The hotel ballroom floor was covered with turf. Three dozen horses arrived by elevator. Trays were attached to saddles. The millionaire’s dinner party had begun.
New York’s Cornelius Billings made his money the old fashioned way: he inherited it. Why not host a clever little soirée? The 1903 event cost a mere $1.2 million.
Today, the lifestyles of the rich are even more extravagant. Just eighty miles north of Manhattan in Greenwich, Connecticut, hedge fund managers are building McMansions with 25-car underground garages, indoor waterfalls, regulation basketball courts, and much more.
One billionaire’s home holds $400 million in art and a 14-foot tiger shark floating in a tank of formaldehyde. “America’s a great country,” a Wall Street commuter told Vanity Fair magazine: “I’ve worked hard. I’ve made a few bucks. So I want to build a house for myself. Is that so wrong?”
If the rich have gotten richer–and they have– Connecticut’s low-wage workers still struggle to feed their families and pay the rent. When they get mad, they get organized.
In the first part of the 20th century, Willimanitc textile mills employed whole families–Dad, Mom, and the kids– in order to bring home one meager pay envelope. Boot blacks and news boys in Hartford who worked 80 hours a week organized unions for self-protection. African American “sand hogs” (who dug bridge foundations under the Connecticut River) were forced to strike when they didnt get their pay envelopes. In Windsor, female tobacco workers organized to protest the straw bosses who cheated them at the weighing scales.

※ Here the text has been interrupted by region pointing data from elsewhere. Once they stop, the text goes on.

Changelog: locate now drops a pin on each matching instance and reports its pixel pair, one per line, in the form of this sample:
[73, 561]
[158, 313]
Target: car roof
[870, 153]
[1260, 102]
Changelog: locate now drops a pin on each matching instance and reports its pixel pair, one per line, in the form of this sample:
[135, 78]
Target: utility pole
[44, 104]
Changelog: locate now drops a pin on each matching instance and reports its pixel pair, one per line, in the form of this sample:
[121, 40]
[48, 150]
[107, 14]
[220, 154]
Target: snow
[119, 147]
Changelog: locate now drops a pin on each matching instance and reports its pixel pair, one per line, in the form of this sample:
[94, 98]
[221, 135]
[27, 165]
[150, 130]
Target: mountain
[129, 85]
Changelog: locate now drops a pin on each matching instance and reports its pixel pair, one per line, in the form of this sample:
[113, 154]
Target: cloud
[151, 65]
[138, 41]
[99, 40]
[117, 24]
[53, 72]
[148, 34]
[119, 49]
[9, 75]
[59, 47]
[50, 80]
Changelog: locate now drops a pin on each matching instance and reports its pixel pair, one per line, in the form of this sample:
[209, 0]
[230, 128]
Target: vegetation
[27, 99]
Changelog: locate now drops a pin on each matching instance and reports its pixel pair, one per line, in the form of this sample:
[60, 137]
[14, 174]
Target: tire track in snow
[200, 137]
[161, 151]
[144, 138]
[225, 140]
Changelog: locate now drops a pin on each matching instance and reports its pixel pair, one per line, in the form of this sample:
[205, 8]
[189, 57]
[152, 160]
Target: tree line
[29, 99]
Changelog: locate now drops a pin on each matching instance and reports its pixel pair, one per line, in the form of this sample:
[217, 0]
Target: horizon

These workers often won those battles, but not always. Their sacrifices provided inspiration to other “wage slaves” and better public awareness of who really fuels our economy: workers, not the idle rich, create prosperity.

As a result of ground-floor agitation by millions, labor unions won the legal right to organize in July, 1935. The National Labor Relations Act (NLRA or Wagner Act) was a big step in winning justice, but it has also taken civil rights laws, OSHA safety regulations and the 2009 Lillie Ledbetter Fair Pay Act to fortify their defenses against employer assaults. The Connecticut state senate debated a bill giving low-wage workers a fighting chance to make better lives for their families. Last May Day in Hartford, one thousand workers marched and encircled the State Capitol, joining tens of thousands more across the country to demand a living wage and the right to join a union.
Connecticut mega-employers like WalMart and McDonalds pay such low wages their workers must rely on public assistance. A fair wage “fee” to recoup state costs could disappear if the big-box bosses started providing equitable wages and benefits.
Today’s protests by fast food, nursing and home care aides are an upheaval exposing the fault lines of income inequality. Our nation’s poorest workers are shaking the ground. If history is any indicator, there’s plenty more to come.